Philosophical explanation
At the philosophical level, Miracles tests how theology uses metaphysical distinctions to describe creation without displacing the biblical narrative. The conceptual pressure points are primary and secondary causation, necessity and dependence, temporal becoming and divine eternity, and the status of explanatory models. Used well, the category gives conceptual clarity to dependence and order without turning providence into a rival explanatory mechanism.
Interpretive cautions
Do not define Miracles by polemical shorthand, confessional overreach, or a single disputed proof text. Separate what Scripture clearly affirms about judgment, resurrection, kingdom, or consummation from speculative timelines, symbolic overloading, or attempts to read current events directly back into prophetic language. State the doctrine at the level of what Scripture and responsible historical theology can warrant, and name secondary disputes as secondary rather than turning them into tests the text itself does not impose.
Major views note
Miracles has a broadly shared doctrinal center, but traditions differ over its precise definition, theological location, and practical implications. The main points of disagreement concern how the category should be defined in relation to sin, virtue, freedom, habit, and the renewing work of grace.
Doctrinal boundaries
Miracles should remain within the Creator-creature distinction and the Bible's teaching on providence, contingency, and creaturely dependence rather than being driven by an abstract metaphysical scheme.

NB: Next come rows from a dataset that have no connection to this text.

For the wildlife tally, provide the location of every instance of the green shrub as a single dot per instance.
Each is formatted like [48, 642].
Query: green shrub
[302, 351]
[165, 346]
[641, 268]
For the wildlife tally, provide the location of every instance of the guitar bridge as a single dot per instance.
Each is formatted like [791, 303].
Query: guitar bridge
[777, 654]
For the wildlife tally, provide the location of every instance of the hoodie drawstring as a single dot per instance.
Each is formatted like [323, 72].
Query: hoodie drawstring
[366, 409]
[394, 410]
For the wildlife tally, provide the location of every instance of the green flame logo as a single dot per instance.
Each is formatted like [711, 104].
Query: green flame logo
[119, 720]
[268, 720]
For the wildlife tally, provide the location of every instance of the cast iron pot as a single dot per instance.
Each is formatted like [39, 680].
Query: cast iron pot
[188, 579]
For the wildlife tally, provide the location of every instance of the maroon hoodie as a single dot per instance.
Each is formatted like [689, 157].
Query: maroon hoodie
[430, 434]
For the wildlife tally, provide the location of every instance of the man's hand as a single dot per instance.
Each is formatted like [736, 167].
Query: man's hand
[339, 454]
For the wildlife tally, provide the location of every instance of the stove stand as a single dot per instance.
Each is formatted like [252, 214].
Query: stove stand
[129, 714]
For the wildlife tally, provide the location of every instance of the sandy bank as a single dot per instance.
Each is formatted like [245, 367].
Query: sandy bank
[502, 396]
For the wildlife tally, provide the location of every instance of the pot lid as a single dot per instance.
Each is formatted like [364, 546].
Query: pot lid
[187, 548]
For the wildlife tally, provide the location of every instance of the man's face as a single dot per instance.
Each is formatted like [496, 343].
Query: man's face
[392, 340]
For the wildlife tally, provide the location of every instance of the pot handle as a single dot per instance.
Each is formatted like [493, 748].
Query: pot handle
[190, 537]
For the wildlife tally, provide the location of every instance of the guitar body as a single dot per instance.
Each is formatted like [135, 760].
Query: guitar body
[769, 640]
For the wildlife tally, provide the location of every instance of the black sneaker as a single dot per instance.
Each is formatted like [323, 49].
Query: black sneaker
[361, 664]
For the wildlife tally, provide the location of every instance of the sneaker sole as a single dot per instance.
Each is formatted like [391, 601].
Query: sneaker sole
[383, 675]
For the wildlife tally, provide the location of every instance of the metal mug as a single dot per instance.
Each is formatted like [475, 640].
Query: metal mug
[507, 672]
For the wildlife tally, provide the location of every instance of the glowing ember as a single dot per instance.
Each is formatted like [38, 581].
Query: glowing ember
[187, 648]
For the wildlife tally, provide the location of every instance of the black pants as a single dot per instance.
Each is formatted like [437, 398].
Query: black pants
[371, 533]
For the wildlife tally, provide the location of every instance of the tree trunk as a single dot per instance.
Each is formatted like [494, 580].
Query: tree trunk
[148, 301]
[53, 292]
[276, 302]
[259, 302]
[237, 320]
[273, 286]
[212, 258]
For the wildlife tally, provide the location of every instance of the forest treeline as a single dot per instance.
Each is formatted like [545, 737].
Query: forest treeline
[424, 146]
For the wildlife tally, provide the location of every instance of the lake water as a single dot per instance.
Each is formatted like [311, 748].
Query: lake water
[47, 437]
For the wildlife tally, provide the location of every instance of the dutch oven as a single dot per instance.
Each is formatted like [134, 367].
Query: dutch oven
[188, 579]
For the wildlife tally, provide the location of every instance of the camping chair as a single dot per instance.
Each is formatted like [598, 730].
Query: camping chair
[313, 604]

It must avoid both deistic distance and determinist flattening, allowing real creaturely causes and historical contingency under God's wise rule. It should therefore affirm real secondary causes under God's wise and sovereign rule. Sound doctrine therefore uses Miracles as a boundary for faithful metaphysical reflection, not as a license to let metaphysics rule revelation.
Practical significance
Practically, a sound grasp of Miracles keeps Christian faith from becoming abstract at the point of real obedience and suffering. It brings doctrine down into habits of prayer, repentance, self-examination, love of neighbor, and wise obedience in ordinary Christian life.